Presumibilmente la stessa cosa è stata fatta nell’oscuramento delle pagine in appoggio alla resistenza curda contro l’aggressione turca. Facebook, nel tutelare la sua immagine, si è fatto proattivo da meramente reattivo che era.
Ce la farà ad uscirne più pulito? No, non ce la farà.
– Le alternative (i.e. Mastodon) ci sono ma non permettono il bagno di folla del social massivo.
Una volta, con un gruppo di lavoro che studiava come fare una scuola libertaria, abbiamo chiesto a degli studenti liceali che si lamentavano della noiosità dei programmi scolastici e del fatto che nessuno li ascoltasse, se gli sarebbe piaciuto avere una scuola con meno compagni ma più vicini e dove si decideva insieme che cosa capire e come. Hanno detto assolutamente di no: per nulla al mondo avrebbero rinunciato alla pluralità di relazioni che il brodo scolastico permette. Non avrebbero voluto fare a meno del compagno secchione, del compagno antipatico, del compagno arrivato da chissà dove né a Franti. Non c’è da dargli torto.

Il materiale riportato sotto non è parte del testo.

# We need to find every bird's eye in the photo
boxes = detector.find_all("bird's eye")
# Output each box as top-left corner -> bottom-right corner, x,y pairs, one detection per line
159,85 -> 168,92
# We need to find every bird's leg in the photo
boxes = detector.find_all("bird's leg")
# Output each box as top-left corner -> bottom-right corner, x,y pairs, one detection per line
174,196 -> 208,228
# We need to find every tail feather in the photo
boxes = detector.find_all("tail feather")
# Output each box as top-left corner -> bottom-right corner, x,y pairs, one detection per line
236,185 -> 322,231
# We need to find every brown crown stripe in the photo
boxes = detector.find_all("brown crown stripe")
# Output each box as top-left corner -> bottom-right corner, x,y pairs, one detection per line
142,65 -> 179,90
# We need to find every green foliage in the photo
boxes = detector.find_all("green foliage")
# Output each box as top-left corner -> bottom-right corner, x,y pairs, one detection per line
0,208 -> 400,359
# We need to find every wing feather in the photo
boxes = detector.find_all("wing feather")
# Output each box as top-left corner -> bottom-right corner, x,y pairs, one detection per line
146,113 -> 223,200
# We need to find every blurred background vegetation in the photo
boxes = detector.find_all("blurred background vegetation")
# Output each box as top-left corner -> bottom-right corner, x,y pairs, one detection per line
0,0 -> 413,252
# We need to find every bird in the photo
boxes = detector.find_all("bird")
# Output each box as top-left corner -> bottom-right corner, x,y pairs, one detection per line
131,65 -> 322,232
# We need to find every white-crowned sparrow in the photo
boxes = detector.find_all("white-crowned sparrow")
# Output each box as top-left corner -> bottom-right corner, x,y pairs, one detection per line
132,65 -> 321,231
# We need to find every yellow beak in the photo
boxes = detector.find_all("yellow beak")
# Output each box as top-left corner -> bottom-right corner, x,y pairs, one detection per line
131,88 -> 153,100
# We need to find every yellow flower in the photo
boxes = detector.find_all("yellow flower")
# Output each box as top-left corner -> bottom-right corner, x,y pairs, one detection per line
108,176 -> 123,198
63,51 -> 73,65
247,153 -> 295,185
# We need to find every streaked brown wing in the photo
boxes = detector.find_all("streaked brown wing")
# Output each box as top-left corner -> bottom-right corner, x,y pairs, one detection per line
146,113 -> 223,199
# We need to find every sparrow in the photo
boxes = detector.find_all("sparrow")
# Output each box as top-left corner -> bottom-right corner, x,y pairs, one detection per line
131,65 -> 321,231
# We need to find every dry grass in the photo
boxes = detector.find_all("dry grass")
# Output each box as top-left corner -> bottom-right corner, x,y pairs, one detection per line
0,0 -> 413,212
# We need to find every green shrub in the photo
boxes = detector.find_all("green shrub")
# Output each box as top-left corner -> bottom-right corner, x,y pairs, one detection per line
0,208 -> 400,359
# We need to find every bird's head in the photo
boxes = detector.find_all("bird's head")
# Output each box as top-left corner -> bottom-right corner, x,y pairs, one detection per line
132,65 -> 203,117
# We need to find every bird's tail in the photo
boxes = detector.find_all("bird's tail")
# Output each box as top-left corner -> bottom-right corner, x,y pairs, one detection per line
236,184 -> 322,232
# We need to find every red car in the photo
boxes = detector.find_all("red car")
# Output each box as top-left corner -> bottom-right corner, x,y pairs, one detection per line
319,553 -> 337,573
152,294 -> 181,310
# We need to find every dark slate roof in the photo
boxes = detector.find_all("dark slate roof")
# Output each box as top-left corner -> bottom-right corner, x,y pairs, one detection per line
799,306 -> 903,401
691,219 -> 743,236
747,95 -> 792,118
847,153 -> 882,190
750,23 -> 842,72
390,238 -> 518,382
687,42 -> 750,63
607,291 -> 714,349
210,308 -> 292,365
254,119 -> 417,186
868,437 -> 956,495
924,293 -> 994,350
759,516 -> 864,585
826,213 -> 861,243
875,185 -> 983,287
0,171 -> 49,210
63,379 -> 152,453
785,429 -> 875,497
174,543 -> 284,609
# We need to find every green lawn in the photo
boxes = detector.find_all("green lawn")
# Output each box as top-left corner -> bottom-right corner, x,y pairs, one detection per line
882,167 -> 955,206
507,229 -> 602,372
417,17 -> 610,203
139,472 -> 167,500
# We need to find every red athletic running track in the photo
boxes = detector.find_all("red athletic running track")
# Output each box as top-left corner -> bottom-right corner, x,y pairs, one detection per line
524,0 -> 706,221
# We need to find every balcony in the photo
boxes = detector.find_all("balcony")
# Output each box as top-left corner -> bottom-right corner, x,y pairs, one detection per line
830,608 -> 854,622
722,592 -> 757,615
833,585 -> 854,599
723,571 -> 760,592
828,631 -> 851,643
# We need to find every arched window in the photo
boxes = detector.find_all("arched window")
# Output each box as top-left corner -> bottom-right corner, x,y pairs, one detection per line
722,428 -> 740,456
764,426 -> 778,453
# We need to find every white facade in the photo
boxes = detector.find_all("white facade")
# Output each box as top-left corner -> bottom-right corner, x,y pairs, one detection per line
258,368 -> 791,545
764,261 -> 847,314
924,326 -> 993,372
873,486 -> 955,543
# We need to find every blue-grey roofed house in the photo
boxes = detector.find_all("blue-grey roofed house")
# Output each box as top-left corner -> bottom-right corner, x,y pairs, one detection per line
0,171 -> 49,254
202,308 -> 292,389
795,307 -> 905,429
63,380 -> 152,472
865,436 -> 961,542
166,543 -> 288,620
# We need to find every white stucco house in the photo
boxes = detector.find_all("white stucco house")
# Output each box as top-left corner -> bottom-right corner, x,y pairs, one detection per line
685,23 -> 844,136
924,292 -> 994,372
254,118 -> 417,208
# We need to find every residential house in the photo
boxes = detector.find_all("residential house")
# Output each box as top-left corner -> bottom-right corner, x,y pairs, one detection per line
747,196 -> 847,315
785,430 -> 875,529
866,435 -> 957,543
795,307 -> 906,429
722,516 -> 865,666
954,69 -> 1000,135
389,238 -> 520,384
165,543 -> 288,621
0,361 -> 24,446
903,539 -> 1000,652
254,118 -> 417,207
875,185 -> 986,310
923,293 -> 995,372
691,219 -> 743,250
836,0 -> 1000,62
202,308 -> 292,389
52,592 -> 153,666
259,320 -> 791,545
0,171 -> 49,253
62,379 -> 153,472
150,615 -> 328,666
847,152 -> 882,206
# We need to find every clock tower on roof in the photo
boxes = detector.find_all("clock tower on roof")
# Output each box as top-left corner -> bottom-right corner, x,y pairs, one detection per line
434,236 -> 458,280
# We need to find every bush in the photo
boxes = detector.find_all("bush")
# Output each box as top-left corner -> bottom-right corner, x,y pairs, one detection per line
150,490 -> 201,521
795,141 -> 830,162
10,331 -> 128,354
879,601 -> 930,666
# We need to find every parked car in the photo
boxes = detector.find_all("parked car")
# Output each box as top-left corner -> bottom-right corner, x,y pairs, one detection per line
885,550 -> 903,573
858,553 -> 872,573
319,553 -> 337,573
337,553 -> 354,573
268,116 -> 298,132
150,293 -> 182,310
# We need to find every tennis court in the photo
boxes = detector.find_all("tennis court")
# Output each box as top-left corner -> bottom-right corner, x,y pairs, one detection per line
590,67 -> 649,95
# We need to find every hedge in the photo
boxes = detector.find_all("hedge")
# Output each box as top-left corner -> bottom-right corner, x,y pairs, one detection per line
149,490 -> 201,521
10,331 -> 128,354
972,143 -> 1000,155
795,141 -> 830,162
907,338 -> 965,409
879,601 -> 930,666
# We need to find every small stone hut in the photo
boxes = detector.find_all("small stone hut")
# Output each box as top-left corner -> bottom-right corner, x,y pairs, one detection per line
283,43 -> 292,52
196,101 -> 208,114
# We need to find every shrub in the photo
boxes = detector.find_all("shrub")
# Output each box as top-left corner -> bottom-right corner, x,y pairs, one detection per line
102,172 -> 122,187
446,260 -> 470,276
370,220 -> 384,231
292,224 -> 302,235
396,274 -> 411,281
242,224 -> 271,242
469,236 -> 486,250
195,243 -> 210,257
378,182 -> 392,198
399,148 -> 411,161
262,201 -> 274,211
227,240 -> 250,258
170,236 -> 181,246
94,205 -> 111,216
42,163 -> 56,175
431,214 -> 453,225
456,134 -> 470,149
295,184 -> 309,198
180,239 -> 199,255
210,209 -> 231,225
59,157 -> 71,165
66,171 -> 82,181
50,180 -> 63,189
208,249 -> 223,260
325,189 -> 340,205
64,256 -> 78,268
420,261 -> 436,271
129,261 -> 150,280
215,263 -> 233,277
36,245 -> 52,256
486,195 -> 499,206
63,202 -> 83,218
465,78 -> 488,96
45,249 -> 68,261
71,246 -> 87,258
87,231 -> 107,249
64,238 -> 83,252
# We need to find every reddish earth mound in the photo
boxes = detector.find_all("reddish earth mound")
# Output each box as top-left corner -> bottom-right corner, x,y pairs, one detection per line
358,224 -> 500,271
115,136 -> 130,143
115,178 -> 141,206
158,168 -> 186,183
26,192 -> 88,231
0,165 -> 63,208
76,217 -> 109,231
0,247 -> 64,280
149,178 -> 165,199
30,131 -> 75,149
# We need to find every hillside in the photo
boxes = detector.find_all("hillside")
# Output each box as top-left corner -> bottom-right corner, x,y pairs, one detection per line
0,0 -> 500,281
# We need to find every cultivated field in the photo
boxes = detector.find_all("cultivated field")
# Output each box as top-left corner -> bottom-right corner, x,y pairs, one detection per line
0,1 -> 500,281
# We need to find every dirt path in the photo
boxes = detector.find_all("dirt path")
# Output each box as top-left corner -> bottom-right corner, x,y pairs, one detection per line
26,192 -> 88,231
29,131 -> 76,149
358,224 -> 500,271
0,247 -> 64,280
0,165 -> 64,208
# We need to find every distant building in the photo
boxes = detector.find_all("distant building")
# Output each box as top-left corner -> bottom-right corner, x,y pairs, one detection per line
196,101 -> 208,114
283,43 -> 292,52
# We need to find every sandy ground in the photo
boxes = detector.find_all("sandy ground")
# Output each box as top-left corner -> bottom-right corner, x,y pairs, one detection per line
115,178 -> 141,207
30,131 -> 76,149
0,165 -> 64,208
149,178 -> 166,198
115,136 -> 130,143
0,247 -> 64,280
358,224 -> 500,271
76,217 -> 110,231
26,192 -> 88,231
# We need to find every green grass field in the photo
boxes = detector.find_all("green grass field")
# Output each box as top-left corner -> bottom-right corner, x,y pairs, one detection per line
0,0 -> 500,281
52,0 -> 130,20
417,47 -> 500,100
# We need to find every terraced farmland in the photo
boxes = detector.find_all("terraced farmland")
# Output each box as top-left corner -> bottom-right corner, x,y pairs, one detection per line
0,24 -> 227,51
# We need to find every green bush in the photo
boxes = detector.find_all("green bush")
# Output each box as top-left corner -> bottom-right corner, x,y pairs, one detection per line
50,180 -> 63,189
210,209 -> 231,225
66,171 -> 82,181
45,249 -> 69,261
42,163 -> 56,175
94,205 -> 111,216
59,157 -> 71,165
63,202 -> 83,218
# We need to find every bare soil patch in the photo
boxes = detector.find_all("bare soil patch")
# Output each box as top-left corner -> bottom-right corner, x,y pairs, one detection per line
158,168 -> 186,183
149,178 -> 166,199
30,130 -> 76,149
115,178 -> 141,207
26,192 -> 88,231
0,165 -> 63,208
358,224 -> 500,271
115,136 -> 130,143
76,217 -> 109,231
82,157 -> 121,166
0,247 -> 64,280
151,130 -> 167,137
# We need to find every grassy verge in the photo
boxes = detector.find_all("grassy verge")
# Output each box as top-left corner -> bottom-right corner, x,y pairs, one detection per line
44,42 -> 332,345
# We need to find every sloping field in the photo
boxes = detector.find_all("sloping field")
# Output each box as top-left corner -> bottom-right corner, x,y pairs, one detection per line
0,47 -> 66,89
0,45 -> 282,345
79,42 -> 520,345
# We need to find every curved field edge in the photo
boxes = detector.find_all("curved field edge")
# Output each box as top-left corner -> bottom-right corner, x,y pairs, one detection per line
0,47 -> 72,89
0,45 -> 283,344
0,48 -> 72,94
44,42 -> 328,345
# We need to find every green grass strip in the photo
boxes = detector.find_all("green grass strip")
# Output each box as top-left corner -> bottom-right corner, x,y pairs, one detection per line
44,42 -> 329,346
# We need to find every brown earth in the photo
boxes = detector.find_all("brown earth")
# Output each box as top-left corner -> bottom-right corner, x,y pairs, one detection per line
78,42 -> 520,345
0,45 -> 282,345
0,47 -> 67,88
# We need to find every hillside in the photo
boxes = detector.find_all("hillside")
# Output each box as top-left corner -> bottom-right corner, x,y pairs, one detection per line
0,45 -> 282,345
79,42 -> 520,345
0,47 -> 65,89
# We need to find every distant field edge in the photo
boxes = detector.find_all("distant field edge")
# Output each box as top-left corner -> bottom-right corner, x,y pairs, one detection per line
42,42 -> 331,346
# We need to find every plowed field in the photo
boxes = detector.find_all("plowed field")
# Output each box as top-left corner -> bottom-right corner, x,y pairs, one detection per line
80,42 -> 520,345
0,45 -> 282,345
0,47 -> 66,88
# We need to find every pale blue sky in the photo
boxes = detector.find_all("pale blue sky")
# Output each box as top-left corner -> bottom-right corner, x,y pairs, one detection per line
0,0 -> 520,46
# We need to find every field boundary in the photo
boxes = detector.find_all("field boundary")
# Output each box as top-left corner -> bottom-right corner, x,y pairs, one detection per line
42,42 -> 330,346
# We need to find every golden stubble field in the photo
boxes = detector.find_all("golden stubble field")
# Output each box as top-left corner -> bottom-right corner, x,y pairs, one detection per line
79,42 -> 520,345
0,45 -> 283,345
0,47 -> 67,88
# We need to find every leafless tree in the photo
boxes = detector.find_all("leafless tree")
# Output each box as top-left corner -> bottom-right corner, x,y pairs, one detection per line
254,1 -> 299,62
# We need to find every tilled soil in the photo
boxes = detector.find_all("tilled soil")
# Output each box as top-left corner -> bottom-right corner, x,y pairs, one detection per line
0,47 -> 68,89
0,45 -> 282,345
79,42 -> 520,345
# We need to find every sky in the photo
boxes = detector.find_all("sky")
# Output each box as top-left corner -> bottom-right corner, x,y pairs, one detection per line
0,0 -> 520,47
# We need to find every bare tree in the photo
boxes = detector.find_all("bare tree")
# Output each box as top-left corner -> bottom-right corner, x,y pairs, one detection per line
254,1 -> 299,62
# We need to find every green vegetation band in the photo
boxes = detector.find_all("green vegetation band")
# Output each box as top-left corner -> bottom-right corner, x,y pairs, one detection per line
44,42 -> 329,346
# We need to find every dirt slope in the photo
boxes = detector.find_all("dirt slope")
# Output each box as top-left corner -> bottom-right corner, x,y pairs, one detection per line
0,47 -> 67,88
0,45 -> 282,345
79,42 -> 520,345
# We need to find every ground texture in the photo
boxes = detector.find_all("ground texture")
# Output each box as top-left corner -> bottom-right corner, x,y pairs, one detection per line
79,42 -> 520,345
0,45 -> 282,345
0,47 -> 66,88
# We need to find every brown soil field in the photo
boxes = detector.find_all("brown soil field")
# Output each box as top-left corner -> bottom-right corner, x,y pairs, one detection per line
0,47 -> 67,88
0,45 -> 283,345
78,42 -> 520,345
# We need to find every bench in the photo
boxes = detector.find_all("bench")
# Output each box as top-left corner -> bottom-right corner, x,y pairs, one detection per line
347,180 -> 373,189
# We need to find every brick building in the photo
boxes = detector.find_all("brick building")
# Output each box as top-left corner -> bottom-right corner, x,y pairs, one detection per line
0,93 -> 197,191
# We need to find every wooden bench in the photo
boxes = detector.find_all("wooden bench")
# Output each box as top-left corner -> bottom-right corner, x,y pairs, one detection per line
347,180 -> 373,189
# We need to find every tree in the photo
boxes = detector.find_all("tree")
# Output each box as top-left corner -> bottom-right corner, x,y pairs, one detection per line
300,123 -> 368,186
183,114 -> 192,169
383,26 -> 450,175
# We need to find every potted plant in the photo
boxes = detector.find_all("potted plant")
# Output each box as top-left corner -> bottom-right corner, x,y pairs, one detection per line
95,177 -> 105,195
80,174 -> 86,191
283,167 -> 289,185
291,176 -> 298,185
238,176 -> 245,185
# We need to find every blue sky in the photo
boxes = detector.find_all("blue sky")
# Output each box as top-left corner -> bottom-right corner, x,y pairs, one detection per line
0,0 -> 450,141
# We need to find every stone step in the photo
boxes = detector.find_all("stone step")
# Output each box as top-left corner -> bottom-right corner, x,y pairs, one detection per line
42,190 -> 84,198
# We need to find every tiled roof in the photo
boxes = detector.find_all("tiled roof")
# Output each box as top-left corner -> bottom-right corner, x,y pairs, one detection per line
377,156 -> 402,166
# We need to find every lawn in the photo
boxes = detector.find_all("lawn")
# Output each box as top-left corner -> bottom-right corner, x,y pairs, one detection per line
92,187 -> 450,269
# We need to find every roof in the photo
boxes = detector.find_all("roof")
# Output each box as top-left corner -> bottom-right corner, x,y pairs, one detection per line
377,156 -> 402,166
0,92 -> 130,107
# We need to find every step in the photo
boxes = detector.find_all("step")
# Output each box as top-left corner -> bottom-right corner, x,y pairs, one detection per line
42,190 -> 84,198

– Le alternative possono servire per scambiare dei messaggi quando i canali ufficiali sono interrotti, hanno quindi una funzione di tattica utilità e per questo vanno coltivate e usate ma non possono fornire la stessa sensazione di bagno di folla offerta dal “social” comunemente detto, svolgono una funzione diversa.
– Sempre e comunque dobbiamo pensare che i rapporti di forza non possono essere costruiti online e che deve essere possibile spostare azione e attenzione su fatti concreti, almeno altrettanto concreti dei i profitti che Facebook genera (che non sono proprio la rigidità della materia ma godono di una buona credibilità e hanno una discreta capacità trasformativa).
– Facebook è una company, che segue ma contemporaneamente concorre a produrre consenso. Può essere che il suo muoversi segua anche desideri e/o suggerimenti di altri grossi gruppi. Fa parte delle regole dell’economia del capitale.
– Mastodon è essenzialmente altra cosa da FB, il suo senso è molto esemplificato dal fatto che un account non possa venire chiuso ex abrupto dall’alto. Se così non è allora non serve a niente.